The Nov. 14 event came amid the persecution of the Catholic Church in Nicaragua. In the last few years, the government of Nicaraguan President Daniel Ortega and Vice President and First Lady Rosario Murillo has pushed thousands of Nicaraguans into exile, threatening those who have spoken against the regime while many other Nicaraguans have fled from the country’s enduring poverty.
Since August 2023, the Nicaraguan government has expelled Jesuits from the Universidad Centroamericana (UCA) in Managua, shut down the Catholic, Jesuit university, and seized properties and assets belonging to Jesuits and several other Catholic religious orders. Earlier this year, the regime also imprisoned a Catholic bishop, Rolando Alvarez, for his opposition to the government.
“These actions and others threaten basic rights, rights such as religious freedom, freedom of expression, as well as economic and political stability in Nicaragua and in the region broadly,” Kim Daniels, director of the Initiative and member of the Vatican Dicastery for Communication, said at the event. “As we honor Jesuit Heritage Month here at Georgetown, it’s especially important then as a Catholic and Jesuit university we be sure to express our solidarity with the students, faculty and staff of the UCA and with our fellow Catholics and all those suffering in Nicaragua at this distressing time.” Daniels and others referenced the Association of Jesuit Colleges and Universities’ #TodosSomosUCA campaign as one important way to stand in solidarity with students and others in need.
Moderated by Daniels, the dialogue featured Rev. Matthew Carnes, S.J., associate professor and Latin America expert in the School of Foreign Service; Rep. Jim McGovern (D-Massachusetts); Rhina Guidos, a reporter at Global Sisters Report; and Renato Llontop Calosi (SFS’24), a senior at Georgetown.
The panelists discussed the challenges of the situation in Nicaragua, how it has affected the Catholic Church and the Society of Jesus, and how Catholics can use the principles of Catholic social teaching to advance justice, peace, religious freedom and solidarity.
“The bottom line is everybody deserves rights. Everybody deserves food. Everybody deserves shelter. Nobody’s kids should starve. Nobody should be persecuted because of what they believe and what they stand for,” McGovern said. “And I just think that message of empowerment is very threatening to people who are in power. This is a time for all of us to again reinforce the message of the Church and to be working with the Jesuits on the ground.”

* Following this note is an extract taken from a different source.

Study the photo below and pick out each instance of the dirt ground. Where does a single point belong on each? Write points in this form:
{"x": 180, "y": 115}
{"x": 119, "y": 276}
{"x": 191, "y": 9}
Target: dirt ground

Carnes offered a vision of hope in his remarks while calling on the audience and activists to continue raising their voices on behalf of Nicaraguans.
“We really believe that we can — through sustained effort, day after day, year after year — hit those moments when things really do change. This is not something we’re frozen in forever,” Carnes said. “That vision is more important than our voice and our dollars. It’s actually the thing that nobody can take away from us, and desperately people in Nicaragua want to know we have with them: our prayers, our solidarity and our sense of vision of who we can be.”
The event was part of the Dahlgren Dialogues, a series of substantive conversations with experienced leaders in the context of prayerful reflection on current topics at the intersection of faith and public life. Co-sponsored with the Georgetown Office of Mission & Ministry, these are held in the Dahlgren Chapel of the Sacred Heart, the spiritual heart of Georgetown. These dialogues bring together respected policymakers, religious leaders, scholars and other experts on the most pressing moral and public issues of our time.